I love my job. I really do. I get a chance to do several things through it. One, I get to look at some really cool houses and then show them off to people like I know what I’m talking about…which most of the time I do. But seriously, if you ask me how to rewire a house and how much it would cost, I’m probably not going to know that. Sorry! Two, I get a chance to meet some really neat people and work with some really great friends, which is always a good time.
Today I met a young couple, and we looked at houses for about 3 1/2 hours. They were a thoroughly enjoyable couple. We were able to have an easy conversation the whole way through that time frame, and then when it was done, they called me back to let me know how much they liked the restaurant I had recommended to them. It was just a fun time.

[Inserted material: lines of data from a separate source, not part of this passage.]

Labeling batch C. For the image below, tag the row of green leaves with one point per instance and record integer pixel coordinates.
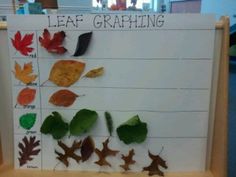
(58, 128)
(131, 131)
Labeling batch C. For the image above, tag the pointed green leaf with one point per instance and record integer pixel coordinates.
(132, 131)
(232, 51)
(27, 121)
(83, 121)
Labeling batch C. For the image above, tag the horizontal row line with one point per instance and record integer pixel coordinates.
(157, 137)
(104, 58)
(116, 110)
(124, 88)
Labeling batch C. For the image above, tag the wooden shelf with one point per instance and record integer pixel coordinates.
(8, 171)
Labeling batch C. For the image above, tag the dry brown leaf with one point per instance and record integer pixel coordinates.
(102, 154)
(27, 149)
(69, 152)
(128, 160)
(64, 73)
(153, 168)
(87, 148)
(95, 72)
(24, 74)
(63, 98)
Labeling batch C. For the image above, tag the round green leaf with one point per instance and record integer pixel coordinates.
(132, 131)
(83, 121)
(27, 121)
(55, 126)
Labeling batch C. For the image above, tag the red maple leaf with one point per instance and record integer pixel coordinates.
(22, 45)
(53, 44)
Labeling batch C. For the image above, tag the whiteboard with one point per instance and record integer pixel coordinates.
(161, 71)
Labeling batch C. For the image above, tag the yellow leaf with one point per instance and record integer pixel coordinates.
(24, 74)
(66, 72)
(95, 72)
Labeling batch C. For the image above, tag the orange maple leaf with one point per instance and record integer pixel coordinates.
(24, 74)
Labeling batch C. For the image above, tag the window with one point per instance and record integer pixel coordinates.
(139, 4)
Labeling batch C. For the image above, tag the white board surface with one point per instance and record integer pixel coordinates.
(161, 71)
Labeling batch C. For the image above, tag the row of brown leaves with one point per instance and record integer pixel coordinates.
(88, 147)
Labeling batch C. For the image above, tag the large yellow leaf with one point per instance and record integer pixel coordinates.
(24, 74)
(64, 73)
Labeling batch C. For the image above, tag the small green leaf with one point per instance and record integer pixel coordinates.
(55, 126)
(83, 121)
(109, 122)
(27, 121)
(132, 131)
(232, 51)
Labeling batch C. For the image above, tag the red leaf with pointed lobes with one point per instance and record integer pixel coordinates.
(53, 44)
(22, 45)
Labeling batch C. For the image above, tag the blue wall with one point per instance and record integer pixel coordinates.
(220, 8)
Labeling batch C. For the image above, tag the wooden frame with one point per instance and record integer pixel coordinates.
(217, 130)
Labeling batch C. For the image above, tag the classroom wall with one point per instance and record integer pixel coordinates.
(220, 8)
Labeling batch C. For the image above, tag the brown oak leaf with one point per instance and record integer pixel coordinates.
(95, 72)
(63, 98)
(24, 74)
(128, 160)
(102, 154)
(154, 167)
(69, 152)
(87, 148)
(27, 147)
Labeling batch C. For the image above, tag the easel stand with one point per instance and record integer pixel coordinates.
(217, 151)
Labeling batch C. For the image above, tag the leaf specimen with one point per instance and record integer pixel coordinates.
(83, 121)
(128, 160)
(87, 148)
(27, 149)
(27, 121)
(69, 152)
(132, 131)
(109, 122)
(95, 72)
(63, 98)
(26, 96)
(105, 152)
(22, 44)
(64, 73)
(53, 44)
(82, 44)
(55, 126)
(153, 168)
(24, 74)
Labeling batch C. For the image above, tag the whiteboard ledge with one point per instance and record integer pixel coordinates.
(6, 171)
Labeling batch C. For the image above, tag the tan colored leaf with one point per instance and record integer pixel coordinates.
(154, 167)
(128, 160)
(64, 73)
(69, 152)
(102, 154)
(24, 74)
(95, 72)
(63, 98)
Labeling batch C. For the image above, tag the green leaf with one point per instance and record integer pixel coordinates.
(132, 131)
(27, 121)
(82, 121)
(55, 126)
(232, 51)
(109, 122)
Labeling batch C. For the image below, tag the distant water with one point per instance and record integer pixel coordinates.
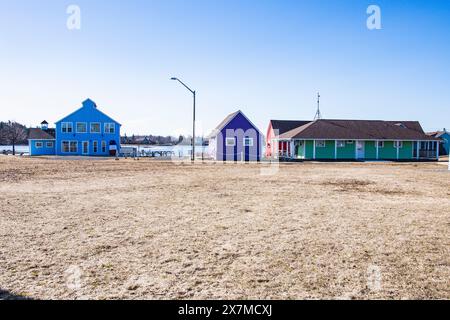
(178, 150)
(181, 151)
(19, 149)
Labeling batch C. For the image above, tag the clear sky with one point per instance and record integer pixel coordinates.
(266, 57)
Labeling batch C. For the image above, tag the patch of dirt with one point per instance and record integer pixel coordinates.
(105, 229)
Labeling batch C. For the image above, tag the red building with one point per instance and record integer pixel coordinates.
(276, 128)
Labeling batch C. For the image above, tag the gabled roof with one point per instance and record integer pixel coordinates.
(88, 103)
(358, 129)
(226, 121)
(284, 126)
(39, 134)
(437, 134)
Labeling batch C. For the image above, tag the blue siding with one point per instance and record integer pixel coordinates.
(87, 115)
(47, 147)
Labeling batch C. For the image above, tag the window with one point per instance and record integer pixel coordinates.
(81, 127)
(320, 144)
(110, 128)
(65, 146)
(73, 146)
(248, 142)
(230, 142)
(69, 146)
(95, 127)
(67, 127)
(398, 144)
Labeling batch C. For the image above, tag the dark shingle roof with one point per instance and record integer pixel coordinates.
(284, 126)
(39, 134)
(437, 134)
(359, 129)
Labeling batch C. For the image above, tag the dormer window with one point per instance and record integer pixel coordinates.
(95, 127)
(67, 127)
(44, 125)
(81, 127)
(110, 128)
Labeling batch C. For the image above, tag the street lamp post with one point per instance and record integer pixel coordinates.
(193, 121)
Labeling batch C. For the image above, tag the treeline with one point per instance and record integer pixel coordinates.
(161, 140)
(151, 140)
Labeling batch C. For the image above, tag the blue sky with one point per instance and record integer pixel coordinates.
(266, 57)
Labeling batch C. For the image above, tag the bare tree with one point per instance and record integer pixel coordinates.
(13, 133)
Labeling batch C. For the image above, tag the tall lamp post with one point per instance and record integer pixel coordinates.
(193, 121)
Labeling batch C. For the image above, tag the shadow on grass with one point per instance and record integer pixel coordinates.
(6, 295)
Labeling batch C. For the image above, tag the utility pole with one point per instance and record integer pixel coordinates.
(318, 115)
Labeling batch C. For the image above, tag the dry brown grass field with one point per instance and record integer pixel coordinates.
(106, 229)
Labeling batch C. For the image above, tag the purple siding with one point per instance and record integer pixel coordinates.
(239, 128)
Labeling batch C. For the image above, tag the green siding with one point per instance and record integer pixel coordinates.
(347, 152)
(327, 152)
(406, 152)
(370, 150)
(388, 152)
(309, 149)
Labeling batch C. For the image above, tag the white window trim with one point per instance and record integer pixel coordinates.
(251, 144)
(85, 123)
(109, 125)
(321, 143)
(228, 142)
(398, 144)
(99, 127)
(82, 147)
(70, 142)
(66, 125)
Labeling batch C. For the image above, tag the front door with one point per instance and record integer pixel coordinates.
(360, 150)
(300, 149)
(85, 148)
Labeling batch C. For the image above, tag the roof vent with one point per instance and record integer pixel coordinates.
(401, 125)
(89, 103)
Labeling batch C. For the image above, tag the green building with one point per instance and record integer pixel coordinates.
(356, 140)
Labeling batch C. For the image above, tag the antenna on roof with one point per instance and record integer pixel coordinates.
(318, 115)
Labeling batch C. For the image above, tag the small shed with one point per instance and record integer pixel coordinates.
(236, 138)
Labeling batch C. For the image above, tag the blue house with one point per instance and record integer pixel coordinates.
(41, 141)
(236, 138)
(85, 132)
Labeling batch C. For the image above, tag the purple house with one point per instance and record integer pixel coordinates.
(236, 138)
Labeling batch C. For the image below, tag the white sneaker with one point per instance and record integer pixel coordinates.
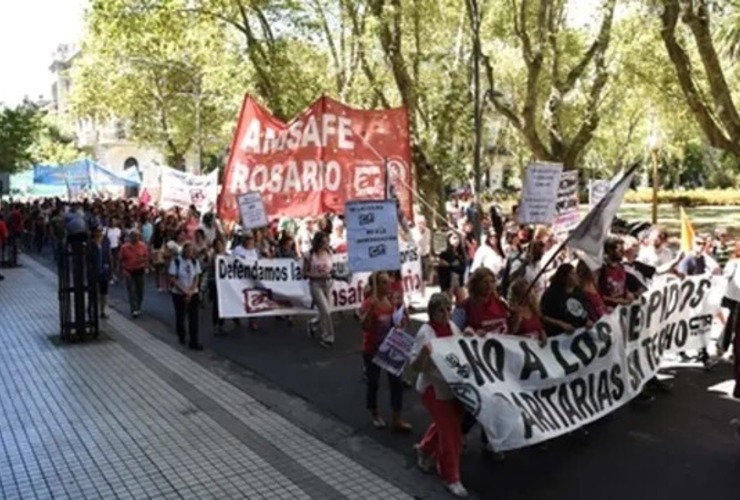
(424, 461)
(457, 489)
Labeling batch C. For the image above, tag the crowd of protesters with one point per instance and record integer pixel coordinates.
(495, 287)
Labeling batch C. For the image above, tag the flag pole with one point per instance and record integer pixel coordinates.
(595, 208)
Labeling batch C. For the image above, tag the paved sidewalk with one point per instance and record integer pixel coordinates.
(130, 417)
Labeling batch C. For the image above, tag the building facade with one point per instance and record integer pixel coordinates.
(107, 141)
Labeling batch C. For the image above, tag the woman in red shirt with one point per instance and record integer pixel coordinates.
(441, 445)
(595, 305)
(376, 316)
(482, 313)
(525, 319)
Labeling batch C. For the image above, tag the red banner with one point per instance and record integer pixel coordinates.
(328, 155)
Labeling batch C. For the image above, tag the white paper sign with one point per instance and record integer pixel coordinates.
(182, 189)
(252, 210)
(372, 235)
(394, 353)
(540, 193)
(567, 214)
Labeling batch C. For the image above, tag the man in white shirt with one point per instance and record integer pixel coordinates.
(656, 253)
(185, 274)
(488, 256)
(114, 233)
(422, 238)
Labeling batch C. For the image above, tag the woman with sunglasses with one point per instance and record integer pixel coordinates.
(442, 442)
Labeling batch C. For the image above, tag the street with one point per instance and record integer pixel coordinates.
(678, 447)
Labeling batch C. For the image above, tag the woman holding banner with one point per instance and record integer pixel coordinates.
(317, 267)
(563, 307)
(525, 320)
(442, 443)
(482, 313)
(452, 265)
(376, 317)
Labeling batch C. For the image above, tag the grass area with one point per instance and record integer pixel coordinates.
(704, 219)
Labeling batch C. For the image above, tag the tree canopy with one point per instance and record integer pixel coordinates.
(28, 135)
(582, 83)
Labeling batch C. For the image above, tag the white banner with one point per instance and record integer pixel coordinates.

I don’t know if these people will move here from out of town. I don’t know really a whole lot about them other than what I learned in the time we spent together. But I appreciated their energy and their honesty. What stuck out about this time I spent with this couple is after leaving them, I felt refreshed. I didn’t feel tired and worn out like I do sometimes.
Then it got me thinking. How do people feel when they leave me? Do I wear them out, or do I lift them up? Do people count the hours till I leave or until we can hang out again? I hope it’s the latter, but I know that some days I’m a bear to be around. Those days I usually try to avoid people altogether. I don’t know that that’s the right response, but that’s what I do. Or sometimes if I’m in a bad mood I try to go hang out with kids and just play. That usually helps a ton!
I don’t have much of a point today other than I always hope to lift people up instead of tearing them down. May God’s grace and love always shine on you through me, and if it doesn’t, may we be good enough friends for you to set me straight!